Leggere i libri di Marcel Cohen, scrittore del nostro tempo
Marcel Cohen[1] è uno scrittore che formula in una lingua precisa quelli che qualifica come fatti, di cui ha composto tre volumi con il titolo: Faits (Fatti).[2]
Egli spiega il suo metodo, il suo procedimento, il suo desiderio di dire quel che illumina l’epoca, per affinare lo sguardo dei suoi contemporanei. Così lo sentiamo dire che non indietreggia di fronte a enunciati che fanno male. Marcel Cohen si è votato a produrre un dire senza concessioni né compiacimento. La sua scrittura è paradossale: dice. È che quello che scrive è il prodotto delle sue letture! Egli ne dà sempre le fonti. Niente è riassunto né condensato. Ogni “fatto”, in poche righe o poche pagine, dice qualcosa che ha avuto luogo e che, per Marcel Cohen, merita di essere spostato, importato e consegnato nei libri che firma.
Certo, la necessità di scrivere non gli è ignota; tuttavia, cedervi gli sembra quasi un compiacimento alla luce di quella che chiama una necessità non minore, quella di non scrivere. Egli dunque scrive solo quando non può fare altrimenti – “Capace solo a fare questo”, dice Beckett.

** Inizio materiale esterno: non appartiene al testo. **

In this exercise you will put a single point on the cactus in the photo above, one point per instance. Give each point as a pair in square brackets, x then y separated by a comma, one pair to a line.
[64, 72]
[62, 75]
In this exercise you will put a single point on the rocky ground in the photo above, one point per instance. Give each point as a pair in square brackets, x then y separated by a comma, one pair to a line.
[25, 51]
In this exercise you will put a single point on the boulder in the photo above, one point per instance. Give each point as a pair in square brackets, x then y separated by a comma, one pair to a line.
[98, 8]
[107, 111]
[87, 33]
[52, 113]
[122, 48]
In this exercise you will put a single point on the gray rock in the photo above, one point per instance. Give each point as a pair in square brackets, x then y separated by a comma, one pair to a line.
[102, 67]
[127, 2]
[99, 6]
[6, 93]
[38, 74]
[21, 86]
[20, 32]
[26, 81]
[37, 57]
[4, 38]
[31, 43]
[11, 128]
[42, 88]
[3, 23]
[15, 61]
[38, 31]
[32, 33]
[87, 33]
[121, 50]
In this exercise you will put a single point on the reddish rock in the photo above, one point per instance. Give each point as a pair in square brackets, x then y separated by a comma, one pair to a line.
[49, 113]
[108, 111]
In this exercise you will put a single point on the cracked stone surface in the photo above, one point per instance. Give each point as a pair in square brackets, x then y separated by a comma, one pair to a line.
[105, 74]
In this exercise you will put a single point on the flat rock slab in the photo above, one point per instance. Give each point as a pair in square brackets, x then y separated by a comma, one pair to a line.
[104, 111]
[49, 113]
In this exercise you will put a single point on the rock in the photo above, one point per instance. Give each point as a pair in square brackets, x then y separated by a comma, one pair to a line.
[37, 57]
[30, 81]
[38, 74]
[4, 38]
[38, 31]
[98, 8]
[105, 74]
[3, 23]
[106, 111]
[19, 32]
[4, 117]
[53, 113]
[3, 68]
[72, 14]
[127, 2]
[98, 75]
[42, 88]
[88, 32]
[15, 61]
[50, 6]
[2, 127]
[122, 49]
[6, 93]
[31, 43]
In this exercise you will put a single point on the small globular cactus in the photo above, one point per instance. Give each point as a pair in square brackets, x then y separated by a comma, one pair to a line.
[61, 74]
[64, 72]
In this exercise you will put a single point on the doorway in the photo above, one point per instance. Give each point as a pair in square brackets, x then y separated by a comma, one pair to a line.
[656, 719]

In presenza, percepiamo una gioia sicura nel dire ancora, tornare sul metodo, chiarirlo, ripetere instancabilmente ciò che perdura, che struttura i discorsi e le azioni che ci governano e che aspettano sempre l’occasione di essere formulati con, chissà, un’altra opportunità di toccare, provocare, incontrare, risvegliare il desiderio di un lettore che così farebbe trasmissione, se non scuola.

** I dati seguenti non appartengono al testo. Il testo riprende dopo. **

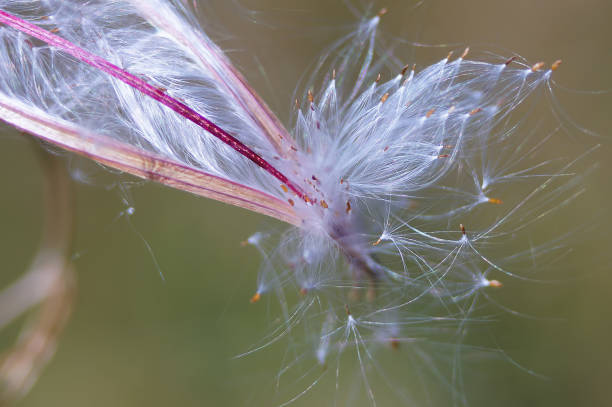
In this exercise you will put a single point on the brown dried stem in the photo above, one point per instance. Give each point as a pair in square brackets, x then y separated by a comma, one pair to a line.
[49, 282]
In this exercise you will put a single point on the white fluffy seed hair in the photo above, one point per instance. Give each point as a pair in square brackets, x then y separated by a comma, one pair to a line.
[390, 166]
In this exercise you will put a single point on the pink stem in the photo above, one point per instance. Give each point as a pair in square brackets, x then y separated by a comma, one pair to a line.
[149, 90]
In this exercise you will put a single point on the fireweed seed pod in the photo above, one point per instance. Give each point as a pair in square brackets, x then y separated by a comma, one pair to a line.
[412, 193]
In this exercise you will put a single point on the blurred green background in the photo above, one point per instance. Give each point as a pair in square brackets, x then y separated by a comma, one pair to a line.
[135, 340]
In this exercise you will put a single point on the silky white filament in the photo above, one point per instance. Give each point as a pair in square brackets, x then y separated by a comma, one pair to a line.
[391, 174]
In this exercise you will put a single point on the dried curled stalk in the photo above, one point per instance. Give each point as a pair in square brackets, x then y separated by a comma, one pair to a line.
[49, 283]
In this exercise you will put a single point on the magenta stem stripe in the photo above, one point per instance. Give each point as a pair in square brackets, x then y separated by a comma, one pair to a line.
[147, 89]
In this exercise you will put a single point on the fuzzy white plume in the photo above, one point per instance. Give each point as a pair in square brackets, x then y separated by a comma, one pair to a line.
[383, 167]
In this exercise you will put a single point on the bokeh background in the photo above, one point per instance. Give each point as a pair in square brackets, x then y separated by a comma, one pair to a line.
[135, 340]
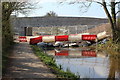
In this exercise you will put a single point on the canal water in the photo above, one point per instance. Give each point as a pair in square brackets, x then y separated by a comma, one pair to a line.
[86, 63]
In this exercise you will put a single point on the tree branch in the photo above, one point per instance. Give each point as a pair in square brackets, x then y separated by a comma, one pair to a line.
[117, 3]
[117, 12]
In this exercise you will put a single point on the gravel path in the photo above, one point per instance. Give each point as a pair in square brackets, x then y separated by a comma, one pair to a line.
[24, 64]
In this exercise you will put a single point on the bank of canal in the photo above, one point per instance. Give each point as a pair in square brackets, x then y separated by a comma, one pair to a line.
[86, 63]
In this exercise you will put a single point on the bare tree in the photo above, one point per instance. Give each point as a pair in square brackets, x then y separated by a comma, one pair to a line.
[111, 14]
[51, 13]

Marcel Cohen dice che ha potuto scrivere la catastrofe delle vite assassinate come milioni di altre – non solo perché erano quelle di coloro senza i quali non sarebbe nato, ma anche per questo motivo – solo dopo i Faits, i Murs, i Miroirs.[3] Ha prestato attenzione a ciò che ha vissuto, leggendo per riafferrare le perdite impensabili che ha subito a causa della deportazione, dalla Francia, di tutta la sua famiglia nel 1943. Intorno a qualche oggetto sopravvissuto, di cui sono pubblicate le fotografie, ha consegnato alcuni rarissimi ricordi personali in un libro intitolato La scena interiore.[4]
Scrivere solo ciò che merita, per quanto riguarda l’esperienza più intima, annodata al desiderio di interessare al di là di sé, dà questo giusto tono. Deciso a “non lasciare alcuna possibilità al talento”, Marcel Cohen ci è vicino, ma forse ci fa anche segno À des années-lumière.[5]

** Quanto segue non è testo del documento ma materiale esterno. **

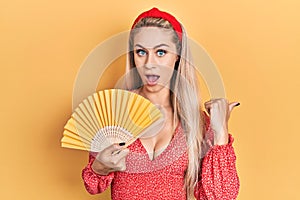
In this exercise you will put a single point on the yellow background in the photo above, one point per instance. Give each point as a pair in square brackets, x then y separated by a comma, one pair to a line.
[255, 45]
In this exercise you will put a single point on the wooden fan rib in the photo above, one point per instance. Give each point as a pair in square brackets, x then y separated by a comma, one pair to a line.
[99, 109]
[91, 111]
[85, 116]
[81, 128]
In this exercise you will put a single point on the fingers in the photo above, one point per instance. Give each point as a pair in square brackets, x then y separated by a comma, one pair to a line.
[214, 103]
[232, 105]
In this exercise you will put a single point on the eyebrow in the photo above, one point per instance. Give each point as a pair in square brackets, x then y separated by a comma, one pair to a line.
[155, 47]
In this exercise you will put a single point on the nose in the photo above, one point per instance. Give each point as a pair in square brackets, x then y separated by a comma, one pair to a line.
[151, 60]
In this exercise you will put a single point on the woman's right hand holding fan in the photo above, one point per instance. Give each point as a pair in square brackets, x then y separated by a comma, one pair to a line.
[110, 159]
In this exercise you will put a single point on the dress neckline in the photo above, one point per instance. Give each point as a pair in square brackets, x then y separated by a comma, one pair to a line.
[166, 148]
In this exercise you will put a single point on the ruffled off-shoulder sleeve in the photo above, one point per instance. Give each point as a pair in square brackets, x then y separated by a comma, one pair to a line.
[93, 182]
[219, 178]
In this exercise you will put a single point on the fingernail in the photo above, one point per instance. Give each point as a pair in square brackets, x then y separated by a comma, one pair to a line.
[122, 144]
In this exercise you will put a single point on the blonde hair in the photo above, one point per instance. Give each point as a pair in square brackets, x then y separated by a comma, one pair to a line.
[185, 98]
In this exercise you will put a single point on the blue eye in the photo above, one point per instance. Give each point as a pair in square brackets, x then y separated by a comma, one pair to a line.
[141, 52]
[161, 52]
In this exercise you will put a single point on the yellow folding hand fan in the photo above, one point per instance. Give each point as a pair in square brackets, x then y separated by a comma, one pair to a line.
[107, 117]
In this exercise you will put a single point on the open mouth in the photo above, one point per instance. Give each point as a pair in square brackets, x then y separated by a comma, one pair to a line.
[152, 79]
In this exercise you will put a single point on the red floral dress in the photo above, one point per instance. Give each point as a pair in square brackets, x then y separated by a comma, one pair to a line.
[163, 177]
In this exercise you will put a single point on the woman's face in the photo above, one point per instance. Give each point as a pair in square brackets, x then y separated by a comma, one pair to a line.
[154, 56]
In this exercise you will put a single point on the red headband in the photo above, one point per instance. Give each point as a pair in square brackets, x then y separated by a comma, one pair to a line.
[154, 12]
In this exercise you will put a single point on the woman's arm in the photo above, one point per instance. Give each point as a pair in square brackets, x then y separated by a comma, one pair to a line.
[219, 179]
[93, 182]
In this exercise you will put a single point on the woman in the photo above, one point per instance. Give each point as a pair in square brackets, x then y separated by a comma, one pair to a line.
[192, 155]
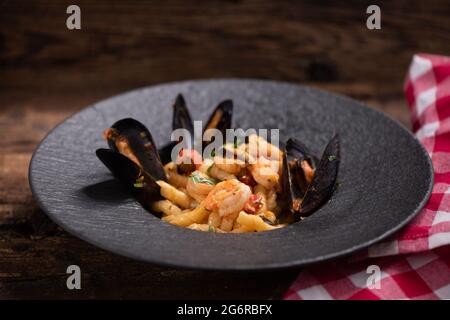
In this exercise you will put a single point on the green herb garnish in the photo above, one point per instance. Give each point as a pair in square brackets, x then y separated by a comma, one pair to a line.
[195, 176]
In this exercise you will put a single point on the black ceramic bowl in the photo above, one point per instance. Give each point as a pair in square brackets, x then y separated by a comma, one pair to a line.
[385, 177]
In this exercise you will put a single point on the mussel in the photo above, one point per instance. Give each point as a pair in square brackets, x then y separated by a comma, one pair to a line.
[133, 157]
[220, 119]
[306, 182]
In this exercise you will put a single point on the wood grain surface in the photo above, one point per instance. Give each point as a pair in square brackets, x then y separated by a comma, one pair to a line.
[48, 72]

Insistenza, consistenza, resistenza sono i nervi di questi dire scritti che la sua conversazione vivifica. Il nuovo vi affiora dal fondo dei vuoti e delle evidenze sempre false. Nella compagnia amichevole di Marcel Cohen, né più né meno che nella nostra pratica, non si tratta di sottrarsi.
Traduzione di Laura Pacati
[1] Abbiamo incontrato Marcel Cohen tre anni fa, prima del congresso dell’AMP del 2014:
http://www.congresamp2014.com/fr/template.php?file=Afiniddes/Videos/Marcel-Cohen.html
[2] Cohen M., Faits. Lecture courante à l’usage des grands débutants, Paris, Gallimard, 2002 & Faits II, 2007 & Faits III, 2010.
[3] Cohen M., Murs, Éditeurs Français Réunis, 1979 & Miroirs, Paris, Gallimard, 1981.
[4] Cohen M., La scena interiore, Firenze, Ponte Alle Grazie, 2014.
[5] Cohen M., À des années-lumière, Paris, Fario, 2013.